Have you marked your calendar to join us for the next DC-area Researchers Group meeting on Friday, February 18th? We will meet at 1 PM in room G-24 of the National Archives Building in Washington, DC.
The agenda includes:
1. A discussion of NARA’s Transformation Plan (read more on the Archivist’s blog)
2. An update on NARA’s plans for the 1940 Census
3. An update on the renovations at Archives I
4. An update on the purchase of microfilm reader-scanner(s) for Archives I
5. A discussion of plans for the potential move of pension files (see pages 6 and 7 of the minutes from our November meeting for more information)
6. A discussion of the Library in Archives I
We hope to see you there!
Owing to our travel schedule out west, we are unable to attend the NARA DC Area users’ meeting on the 18th. I am posting these comments and trust they will carry as much weight as if presented by my husband and myself in person.
Destroying the original 1940s enumeration pages is irresponsible. NARA’s previous reply that this is what has been done with all post 1900 census records is bureaucratic rubbish. Responsible archiving dictates keeping our nation’s documents in their original form. Something as essential as the voice of the people, used to determine the number of members of the House of Congress is certainly classified as “our nation’s documents”. The voice of the people reports on our ethnic, religious and socio-economic conditions are better than a band of high-faluting wall-street analyst’s reports. With their multi-million dollar salaries and bonuses paid despite this economic “down turn”, it is clear they don’t live in the real world. Who else can report on the “man on the street” point of view, if not those men and women enumerated one-by-one in a census?

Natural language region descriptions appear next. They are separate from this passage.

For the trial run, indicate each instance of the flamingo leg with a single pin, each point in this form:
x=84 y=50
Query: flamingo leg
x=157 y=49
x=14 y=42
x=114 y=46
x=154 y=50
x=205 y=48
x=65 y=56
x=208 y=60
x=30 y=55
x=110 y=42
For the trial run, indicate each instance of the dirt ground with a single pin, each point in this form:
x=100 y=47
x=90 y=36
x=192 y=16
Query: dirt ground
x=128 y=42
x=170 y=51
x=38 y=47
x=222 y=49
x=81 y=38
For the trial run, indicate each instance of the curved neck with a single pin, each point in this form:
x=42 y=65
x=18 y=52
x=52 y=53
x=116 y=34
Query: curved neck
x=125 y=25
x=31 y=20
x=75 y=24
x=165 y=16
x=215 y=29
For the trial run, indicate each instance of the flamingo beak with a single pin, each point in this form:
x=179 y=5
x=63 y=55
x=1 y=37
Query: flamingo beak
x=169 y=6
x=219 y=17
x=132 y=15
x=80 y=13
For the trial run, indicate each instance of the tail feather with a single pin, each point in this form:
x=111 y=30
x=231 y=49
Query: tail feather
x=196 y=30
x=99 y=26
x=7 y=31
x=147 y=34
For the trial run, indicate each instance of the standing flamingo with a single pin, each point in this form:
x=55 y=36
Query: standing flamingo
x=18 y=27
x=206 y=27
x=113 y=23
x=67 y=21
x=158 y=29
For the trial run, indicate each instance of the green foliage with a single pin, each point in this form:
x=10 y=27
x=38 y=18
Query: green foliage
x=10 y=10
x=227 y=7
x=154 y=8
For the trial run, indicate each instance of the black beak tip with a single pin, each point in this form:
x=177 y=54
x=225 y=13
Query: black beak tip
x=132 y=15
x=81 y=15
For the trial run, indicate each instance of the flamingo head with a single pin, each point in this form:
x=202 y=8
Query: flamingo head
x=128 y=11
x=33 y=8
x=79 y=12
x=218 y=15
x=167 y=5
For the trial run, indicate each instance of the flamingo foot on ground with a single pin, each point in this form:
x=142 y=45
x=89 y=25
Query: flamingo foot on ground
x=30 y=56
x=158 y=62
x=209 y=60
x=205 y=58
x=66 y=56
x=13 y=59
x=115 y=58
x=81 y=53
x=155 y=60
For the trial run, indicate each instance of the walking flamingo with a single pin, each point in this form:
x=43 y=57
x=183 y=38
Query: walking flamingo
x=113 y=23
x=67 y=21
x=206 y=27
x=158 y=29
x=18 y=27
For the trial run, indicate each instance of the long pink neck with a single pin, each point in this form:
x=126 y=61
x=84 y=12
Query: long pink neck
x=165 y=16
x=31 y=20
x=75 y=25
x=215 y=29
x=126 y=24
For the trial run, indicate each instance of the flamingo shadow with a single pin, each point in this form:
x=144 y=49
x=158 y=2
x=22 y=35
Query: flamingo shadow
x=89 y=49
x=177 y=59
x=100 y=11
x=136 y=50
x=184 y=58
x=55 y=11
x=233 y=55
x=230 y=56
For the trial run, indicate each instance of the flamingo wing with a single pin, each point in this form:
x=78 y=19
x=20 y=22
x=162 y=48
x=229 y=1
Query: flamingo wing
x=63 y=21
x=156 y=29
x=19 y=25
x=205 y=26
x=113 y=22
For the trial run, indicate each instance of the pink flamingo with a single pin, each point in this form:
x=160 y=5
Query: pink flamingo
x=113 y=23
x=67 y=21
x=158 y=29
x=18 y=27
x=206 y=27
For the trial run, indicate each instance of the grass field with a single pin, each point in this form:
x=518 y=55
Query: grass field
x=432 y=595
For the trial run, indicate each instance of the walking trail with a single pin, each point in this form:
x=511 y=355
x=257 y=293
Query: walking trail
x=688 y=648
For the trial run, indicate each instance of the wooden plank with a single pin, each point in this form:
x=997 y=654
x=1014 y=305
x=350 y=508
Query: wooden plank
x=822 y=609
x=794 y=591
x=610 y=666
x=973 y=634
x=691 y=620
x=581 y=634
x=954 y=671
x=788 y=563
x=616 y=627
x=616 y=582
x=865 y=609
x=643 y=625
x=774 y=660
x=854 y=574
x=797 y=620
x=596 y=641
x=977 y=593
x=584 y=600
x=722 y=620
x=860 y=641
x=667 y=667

Off-site storage, and the use of microfilm or digital images works fine, but the option to view pension files and census records in person is essential. You’ve documented cases where scanning isn’t clear, and looking at originals is the best alternative for scholarly research. Future generations will want to verify that entire segments of the population weren’t inadvertently missed, so don’t destroy originals.
Future historians must have full access to originals, even if in some lower-cost storage facility in Wyoming (for example), to verify that current influences haven’t effectively modified history by eliminating original documents considered unnecessary at this point.
Hi Pat – I’m sorry to hear you won’t be able to join us for the researchers meeting this afternoon. The 1940 Census records that NARA accessioned from the Census Bureau are microfilm records. We are digitizing the records and will be making the digitized copies of the 1940 Census available to the public through our new online public access search in April 2012. We will also continue to store and preserve the accessioned 1940 Census microfilm.
Keep an eye here on NARAtions for more news about the 1940 Census as we get closer to its release on April 2, 2011.
– Rebecca
According to the Census Bureau, the stack of forms printed for the 2010 census would be about 29 miles high. Imaging the cost of storing all those forms.